Up and out first thing on a Saturday to do something as active as possible so country park/trampolining/swimming/soft play type thing for a couple of hours before places get too busy to knacker them out. Then either home for lunch or out for brunch somewhere. Then home for a bit of telly and playing with toys. Pop out again somewhere (invent a spurious reason if necessary) and get a cup of tea and a biscuit somewhere. Home for tea/bath/bed. Sunday lazy pj morning, then big run around at the park after lunch, DH cooks a roast whilst we snuggle on the sofa, bath and bed. I get very narky if trapped in the house-also I think DCs need a good hour at least of running around each day at the weekend. Makes them sleep better too!

Eastie77 · 16/03/2019 18:29

It's a very difficult stage. We have a 3 and 5 year old and there are lots of screaming arguments. I take DD (5) to drama every Saturday morning. It's at 9am so no lie in for me but I get to chill in a nearby cafe for 90mins whilst she's there. DP takes DS swimming. A relative bought a science kit for DD and this has been a revelation. She loves working her way through the experiments and now has a routine doing this Saturday afternoons. After lunch we all go to the park. On Sunday's we do a day out somewhere like a free museum or play dates.

I know it's been suggested a lot but personally I can't cope with Soft Play! I also find baking with both DC 'helping' extremely stressful.

TooStressyTooMessy · 16/03/2019 18:33

Agree with PPs.

One weekend morning sign them up to an activity. People say it is a waste of your weekend. But if they have loads of energy and hours and hours to fill then really, why not (cost and practicalities aside of course!).
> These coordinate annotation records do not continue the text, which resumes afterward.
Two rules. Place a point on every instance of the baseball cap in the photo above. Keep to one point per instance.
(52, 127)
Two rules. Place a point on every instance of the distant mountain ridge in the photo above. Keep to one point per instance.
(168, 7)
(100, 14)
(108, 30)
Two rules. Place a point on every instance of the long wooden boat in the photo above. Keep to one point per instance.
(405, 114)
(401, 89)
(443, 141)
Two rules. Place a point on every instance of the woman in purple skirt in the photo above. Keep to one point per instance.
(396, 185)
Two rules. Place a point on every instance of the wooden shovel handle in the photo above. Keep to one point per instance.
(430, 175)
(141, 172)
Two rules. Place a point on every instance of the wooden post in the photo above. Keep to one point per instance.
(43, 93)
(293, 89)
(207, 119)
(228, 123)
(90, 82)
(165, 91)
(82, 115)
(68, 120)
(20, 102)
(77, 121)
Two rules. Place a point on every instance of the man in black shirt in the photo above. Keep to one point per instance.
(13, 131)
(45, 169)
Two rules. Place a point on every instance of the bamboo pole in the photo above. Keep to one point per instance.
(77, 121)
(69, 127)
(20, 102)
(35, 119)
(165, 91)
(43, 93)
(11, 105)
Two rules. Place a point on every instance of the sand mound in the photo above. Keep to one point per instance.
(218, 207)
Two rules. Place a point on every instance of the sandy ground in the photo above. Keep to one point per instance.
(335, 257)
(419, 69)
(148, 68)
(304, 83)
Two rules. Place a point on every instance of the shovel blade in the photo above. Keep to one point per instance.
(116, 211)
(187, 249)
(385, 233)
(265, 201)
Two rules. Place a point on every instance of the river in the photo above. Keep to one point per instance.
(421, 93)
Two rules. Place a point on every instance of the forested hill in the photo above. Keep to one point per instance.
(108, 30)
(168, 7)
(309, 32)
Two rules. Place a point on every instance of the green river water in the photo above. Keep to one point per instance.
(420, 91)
National Trust, park. Soft play. Playdates. If you can find other friends happy to have playdates at the weekend you are onto a winner. Swimming if you can bear it.
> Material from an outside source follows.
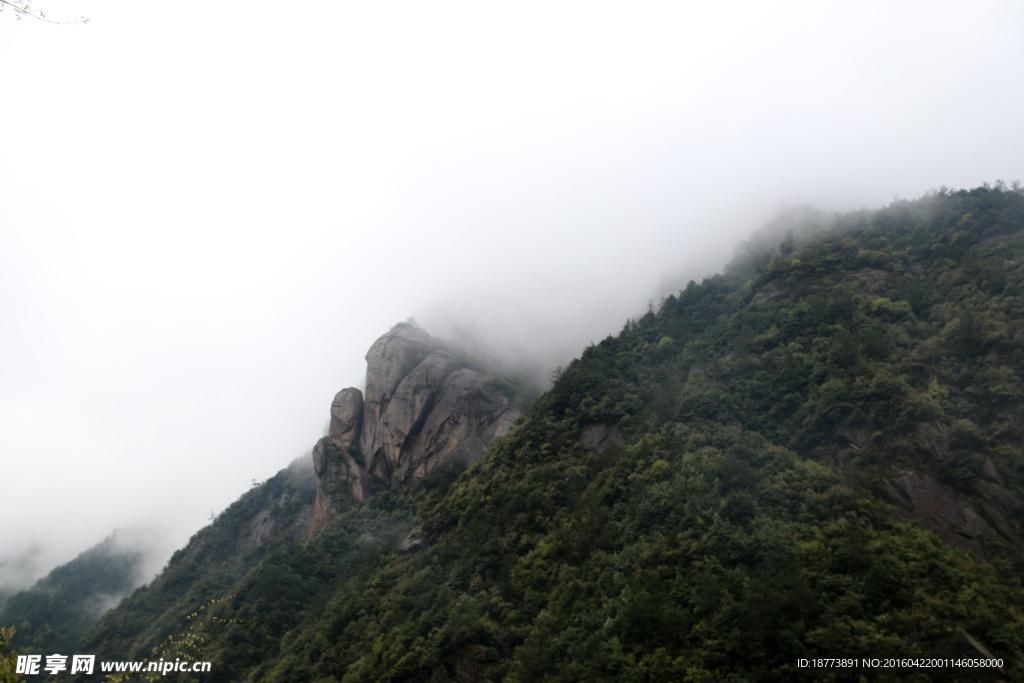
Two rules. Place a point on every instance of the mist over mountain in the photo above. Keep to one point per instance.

Divide and conquer so each of you takes one child.

Really though, coffee to get through the day and Wine Gin for the evenings. Weekends were very hard work at those ages.

Tfoot75 · 16/03/2019 18:35

Exactly the same here, but mine will soon be 6 and 3. Don't really want a weekend routine though so will suck it up - they are fine when we're busy but can be awful when we want to do things in the house. Getting better at times then on days like today it's back to square one!

tomhazard · 16/03/2019 18:37

Garden centres! Find one of those wyevale ones with a little soft play and cafe right next to it. There's one not that far fro us that is massive and they used to just wonder around the garden sheds afterwards 🤣
I feel your pain- mine are a little bit older and are better at playing at home now but they used to be super annoying at weekends.

Also agree with bikes/scooters - just go out even if the weather is shit.

Twerking9to5 · 16/03/2019 18:42

Sorry OP but this does make me feel slightly better. 5 and 3 here and my stress levels are through the roof by 8.30am Confused

SoyDora · 16/03/2019 18:43

Mine are 5, 3 and 9 weeks. No way we could stay at home at the weekend, whatever the weather. It would be horrific.
5 and 3 year old have dance class on a Saturday morning, they’ve both done it since they turned 2. After the class we go for milkshake. Home for lunch, then we go out in the afternoon. If the weather is horrific we go somewhere like a museum, garden centre with soft play etc.
Sunday mornings we all go swimming then out for lunch. Home for school reading/piano practice, then they’re worn out enough to play nicely together with a film on in the background!
Obviously the 9 week old just comes along for the ride Grin

Stormyday · 16/03/2019 18:48

Cup of tea in peace? You’ll be lucky. I only get that if I wake up before the dc at 7am and youngest is 11.